CUANDO he visto a mi señora Leire anunciando una Ley Integral de Igualdad de Trato y No Discriminación (las mayúsculas que no falten) me he acordado de aquella impagable quintilla del gran Leonardo Castellani: «¡Igualdad!, oigo gritar / al jorobado Fontova. / Y me pongo a preguntar: / ¿Querrá verse sin joroba / o nos querrá jorobar?». Pero, antes de que me apliquen retroactivamente la anunciada ley, quiero precisar que la mención a ese Fontova de la quintilla en modo alguno sugiere que mi señora Leire sea contrahecha o corcovada, pues a la vista salta que es —como diría el buen Sancho de Dulcinea— «moza de chapa, hecha y derecha y de pelo en pecho», adornada de toda suerte de prendas físicas y morales: una chica, en fin, «preparadísima, hábil y discreta», como la definiera en ocasión famosa el alcalde de Valladolid, y como conviene a un gobierno que es honra y prez del hispánico predio.

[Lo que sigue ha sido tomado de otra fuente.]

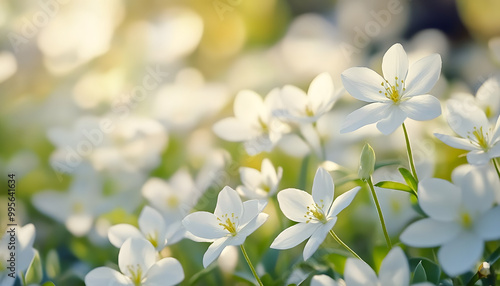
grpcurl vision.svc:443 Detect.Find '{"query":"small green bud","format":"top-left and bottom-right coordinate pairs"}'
top-left (358, 143), bottom-right (375, 180)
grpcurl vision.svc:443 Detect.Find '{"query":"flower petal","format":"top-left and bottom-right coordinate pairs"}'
top-left (378, 247), bottom-right (410, 285)
top-left (474, 206), bottom-right (500, 241)
top-left (312, 167), bottom-right (335, 213)
top-left (340, 102), bottom-right (391, 134)
top-left (405, 54), bottom-right (441, 96)
top-left (214, 186), bottom-right (243, 217)
top-left (399, 94), bottom-right (441, 121)
top-left (418, 178), bottom-right (462, 221)
top-left (203, 236), bottom-right (229, 268)
top-left (278, 188), bottom-right (314, 222)
top-left (344, 258), bottom-right (379, 286)
top-left (182, 212), bottom-right (228, 239)
top-left (108, 223), bottom-right (144, 248)
top-left (118, 238), bottom-right (156, 277)
top-left (340, 67), bottom-right (388, 102)
top-left (270, 222), bottom-right (321, 249)
top-left (382, 43), bottom-right (408, 86)
top-left (142, 257), bottom-right (184, 286)
top-left (303, 217), bottom-right (337, 261)
top-left (328, 187), bottom-right (361, 217)
top-left (377, 105), bottom-right (406, 135)
top-left (438, 231), bottom-right (484, 277)
top-left (85, 267), bottom-right (134, 286)
top-left (399, 218), bottom-right (461, 247)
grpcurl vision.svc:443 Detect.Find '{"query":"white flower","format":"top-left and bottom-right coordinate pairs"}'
top-left (182, 186), bottom-right (268, 268)
top-left (400, 169), bottom-right (500, 276)
top-left (236, 158), bottom-right (283, 199)
top-left (271, 168), bottom-right (360, 260)
top-left (85, 238), bottom-right (184, 286)
top-left (344, 247), bottom-right (432, 286)
top-left (434, 99), bottom-right (500, 165)
top-left (108, 206), bottom-right (167, 251)
top-left (275, 72), bottom-right (340, 123)
top-left (213, 89), bottom-right (287, 155)
top-left (340, 44), bottom-right (441, 135)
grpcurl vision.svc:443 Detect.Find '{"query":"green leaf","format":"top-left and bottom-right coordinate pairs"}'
top-left (398, 168), bottom-right (418, 194)
top-left (25, 249), bottom-right (43, 285)
top-left (375, 181), bottom-right (413, 194)
top-left (412, 261), bottom-right (427, 284)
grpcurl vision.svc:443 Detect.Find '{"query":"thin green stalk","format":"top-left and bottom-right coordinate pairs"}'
top-left (240, 244), bottom-right (264, 286)
top-left (401, 123), bottom-right (418, 183)
top-left (330, 229), bottom-right (364, 262)
top-left (366, 177), bottom-right (392, 249)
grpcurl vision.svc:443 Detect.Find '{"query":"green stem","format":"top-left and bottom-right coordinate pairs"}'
top-left (330, 229), bottom-right (364, 262)
top-left (401, 123), bottom-right (418, 183)
top-left (366, 177), bottom-right (392, 249)
top-left (240, 244), bottom-right (264, 286)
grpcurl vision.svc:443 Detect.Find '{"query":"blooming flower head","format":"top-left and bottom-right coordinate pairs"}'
top-left (400, 169), bottom-right (500, 277)
top-left (85, 238), bottom-right (184, 286)
top-left (434, 99), bottom-right (500, 165)
top-left (236, 158), bottom-right (283, 199)
top-left (271, 168), bottom-right (360, 260)
top-left (344, 247), bottom-right (432, 286)
top-left (340, 44), bottom-right (441, 135)
top-left (182, 186), bottom-right (268, 268)
top-left (275, 72), bottom-right (340, 123)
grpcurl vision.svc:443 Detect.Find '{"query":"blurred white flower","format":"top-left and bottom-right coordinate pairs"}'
top-left (236, 158), bottom-right (283, 200)
top-left (341, 44), bottom-right (441, 135)
top-left (344, 247), bottom-right (433, 286)
top-left (434, 99), bottom-right (500, 165)
top-left (85, 238), bottom-right (184, 286)
top-left (270, 168), bottom-right (360, 260)
top-left (182, 186), bottom-right (268, 268)
top-left (400, 169), bottom-right (500, 277)
top-left (274, 72), bottom-right (343, 123)
top-left (213, 89), bottom-right (288, 155)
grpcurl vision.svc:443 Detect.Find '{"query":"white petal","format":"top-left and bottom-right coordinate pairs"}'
top-left (203, 237), bottom-right (229, 268)
top-left (234, 90), bottom-right (264, 125)
top-left (399, 218), bottom-right (461, 247)
top-left (85, 267), bottom-right (134, 286)
top-left (434, 133), bottom-right (476, 151)
top-left (340, 67), bottom-right (388, 102)
top-left (438, 231), bottom-right (484, 277)
top-left (182, 212), bottom-right (228, 239)
top-left (213, 117), bottom-right (255, 142)
top-left (214, 186), bottom-right (243, 217)
top-left (270, 222), bottom-right (321, 249)
top-left (142, 257), bottom-right (184, 286)
top-left (118, 238), bottom-right (156, 277)
top-left (303, 217), bottom-right (337, 261)
top-left (418, 178), bottom-right (462, 221)
top-left (382, 43), bottom-right (408, 86)
top-left (377, 105), bottom-right (406, 135)
top-left (399, 94), bottom-right (441, 121)
top-left (340, 102), bottom-right (392, 133)
top-left (405, 54), bottom-right (441, 96)
top-left (344, 258), bottom-right (379, 286)
top-left (108, 223), bottom-right (144, 248)
top-left (312, 167), bottom-right (335, 213)
top-left (328, 187), bottom-right (361, 217)
top-left (278, 188), bottom-right (314, 222)
top-left (378, 247), bottom-right (410, 286)
top-left (474, 206), bottom-right (500, 241)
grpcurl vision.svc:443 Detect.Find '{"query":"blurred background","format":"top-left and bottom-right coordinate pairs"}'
top-left (0, 0), bottom-right (500, 285)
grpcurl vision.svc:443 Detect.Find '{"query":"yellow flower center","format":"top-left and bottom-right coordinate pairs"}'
top-left (217, 213), bottom-right (238, 236)
top-left (378, 77), bottom-right (406, 103)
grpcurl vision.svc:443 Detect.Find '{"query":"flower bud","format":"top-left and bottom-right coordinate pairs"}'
top-left (358, 143), bottom-right (375, 180)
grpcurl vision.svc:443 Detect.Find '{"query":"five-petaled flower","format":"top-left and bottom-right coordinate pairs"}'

Y puesto que nada tiene de jorobada mi señora Leire, luna resplandeciente entre todas las esferas que pueblan el empíreo cielo (desde cuyo balcón acertó a vislumbrar la gozosa conjunción astral que derramaría bienes sobre el orbe terráqueo), hemos de concluir que, en efecto, nos querrá jorobar. Siendo la igualdad y la prohibición de toda discriminación principios rectores de nuestro ordenamiento, la ley anunciada parece del todo superflua; salvo que... bajo tan rimbombante título encubra una intención diversa a la que enuncia. «Se trata de construir una sociedad que no humille a nadie y también una sociedad que no permita que nadie sea humillado», nos ha aleccionado mi señora Leire. Y en esa expresión —«construir una sociedad»— que con singular donaire ha deslizado, como las damas de alcurnia deslizan un cuesco sin inmutar la sonrisa, se cifra el sentido de tan rimbombante ley, que no es otro sino proseguir la hoja de ruta trazada hace siete años por el gobierno de nuestro ínclito Zapatero, espejo de príncipes y caballeros; hoja de ruta que no ha rectificado ni un ápice desde entonces y que ha demostrado ser la única línea de actuación coherente de su gobierno, el único empeño en el que nuestro esforzado paladín no ha titubeado, así llovieran crisis económicas o sapos del cielo. Y esa hoja de ruta es la marcada por la ideología de género.
¿Y qué propugna la ideología de género? Pues propugna que la diferencia entre los sexos no es algo natural, sino el producto de prácticas sociales represoras que conviene aniquilar. Propugna que la diferencia sexual entre el varón y la mujer no es una realidad innata propia del ser humano; y que sólo existen géneros: es decir, roles sociales optativos en la conducta sexual del individuo. Para la ideología de género el sexo no es algo determinado por el nacimiento, sino la consecuencia de una elección o deseo. Y cualquiera que ose pronunciarse contra tales apriorismos demenciales será inmediatamente jorobado por esta ley, que considerará reo de homofobia a quien sostenga que el matrimonio es la unión de personas de distinto sexo, o de inductor al machismo a cualquiera que se atreva a deslizar una ironía contra mi señora Leire; y, para acabar de jorobar a los réprobos, la anunciada ley pretende crear una suerte de tribunal policial, encargado de vigilar la conducta social y de ejercer acciones judiciales contra los réprobos, que tendrán —en un flagrante caso de prueba diabólica— que demostrar su inocencia si no desean ser castigados. Así se «construye una sociedad» en la que brillan luminarias como mi señora Leire, día de mi noche, gloria de mi pena, norte de mis caminos, estrella de mi ventura.